Laffer-Keynesian Synthesis & Macroeconomic Equilibrium
English
By (author): Iuri Ananiashvili Vladimer Papava
Many considerations are involved in examining the regularities regarding how changes in the tax burden affect national budget revenues, on the one hand, and how these changes influence economic activities, on the other hand. This book will explain how these affect employment and output rates. It is equally important to examine how government spending influences economic growth. The Keynesian model of aggregate demand gives a quite comprehensive picture of how the tax burden influences economic growth. Though this model has been the subject of many studies and is well explored, it can be said that its analytical capabilities have not yet been fully examined. For instance, based on the study of key characteristics of one of the modified versions of the above-mentioned model, it has been established that the impact of the tax burden on aggregate demand cannot be determined unequivocally.

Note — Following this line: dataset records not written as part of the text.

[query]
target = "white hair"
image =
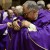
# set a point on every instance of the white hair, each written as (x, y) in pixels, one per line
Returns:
(19, 9)
(41, 2)
(10, 10)
(30, 5)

Usually, an increase in the tax burden is one means of decreasing aggregate demand, but, at the same time, an increase in the tax burden may trigger an increase in aggregate demand under certain conditions. It is notable that the tax burden affects both the effectiveness of using productive resources, that is, production technology, and the level of resource usage. Both of these aspects of the tax burden are important, but the impact on the level of resource usage is especially important. The Laffer Effect refers to the result of this impact and it should be taken into consideration when working out a fiscal policy that boosts economic growth. In order to achieve stable economic growth, it is extremely important to establish levels of the tax burden and government spending that will ensure optimisation of the level of resource usage. Keynesian models deal with the situation when aggregate supply is not dependent on tax rates, while aggregate demand, especially the part of it that relates to consumption, is the function of taxes. Supply-side economics also considers only a single aspect of the tax issue in the Laffer Curve, which emphasises the impact of the tax rate on aggregate supply. The single-sidedness of the above theories can be overcome by the Laffer-Keynesian synthesis. This book focuses on the model of macroeconomic equilibrium that allows for this synthesis, in which aggregate demand and aggregate supply are represented as functions of the tax burden.